What happened is this—many of India’s youth are growing up without ever truly living. They are moving through life like robots, checking boxes, driven by fear of failure and a desperate need to make others proud. In this transitional period between the old way of life and the new-age, fragile India, millions of teenagers like her are lost as to how to live their lives on their own terms.


Let’s move to some numbers. 75% of high school students and 50% of middle schoolers

consistently feel stressed due to high workloads. Among the 15 to 24-year-olds in India, one

out of seven often feels depressed or has little interest in doing things. Aren’t these numbers

quite shocking? The typical Indian society stifles us and our ambitions and forces us into

things that don’t capture our interest. Why? For the sake of getting into a good college? What is the point of getting into a good college if you lose yourself along the way?


The Need for Change

It’s time we ask ourselves: What is the cost of our definition of success?

Does admission into a top college matter if one loses their joy, confidence, and mental health in the process? What is the point of preparing a teenager for the future if they are too broken to enjoy it?

The societal script that glorifies overachievement and dismisses burnout must change.

We must stop assuming that just because a teenager is “capable,” they are invincible. They

are not.


A Message to Parents, Educators, and Teens


To parents: Your children are more than your second chance at a dream. Let them explore.

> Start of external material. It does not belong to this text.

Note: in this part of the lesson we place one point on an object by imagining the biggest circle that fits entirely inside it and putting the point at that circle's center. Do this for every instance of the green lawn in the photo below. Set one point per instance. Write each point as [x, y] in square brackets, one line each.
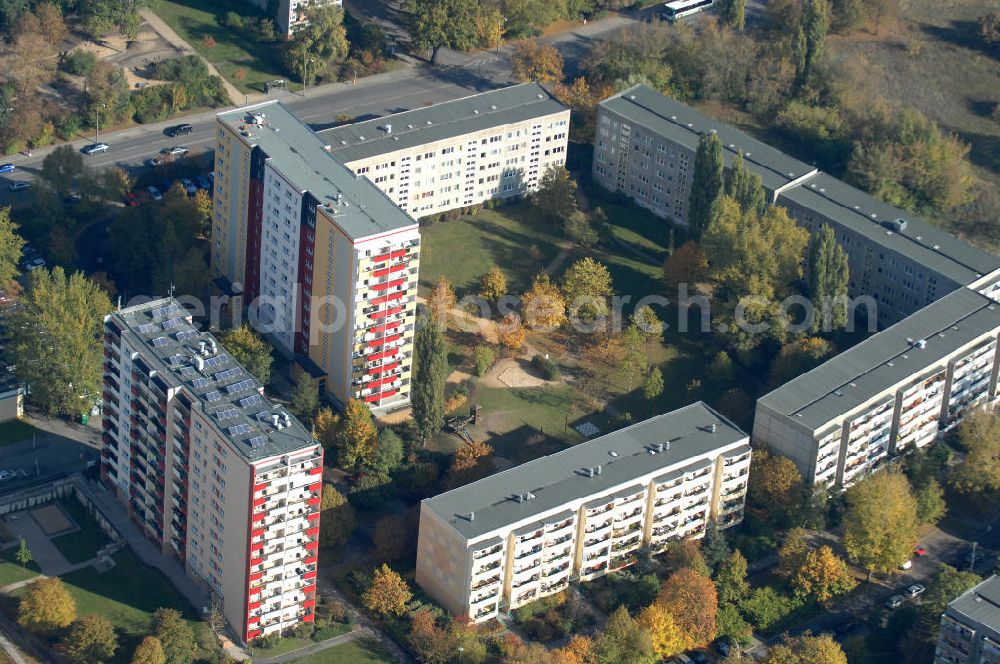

Let them fail. Let them rest.


To educators: Value creativity, curiosity, and emotional intelligence—not just grades and

rankings.


To every teenager out there:

You are enough.

You are not defined by your marks, your trophies, or your college acceptance letters.

You are not a project. You are a person—with the right to dream your own dreams.


Written by Myra Kanshal

Myra wrote this article as a participant of the Media-Makers Fellowship's May'25 cohort.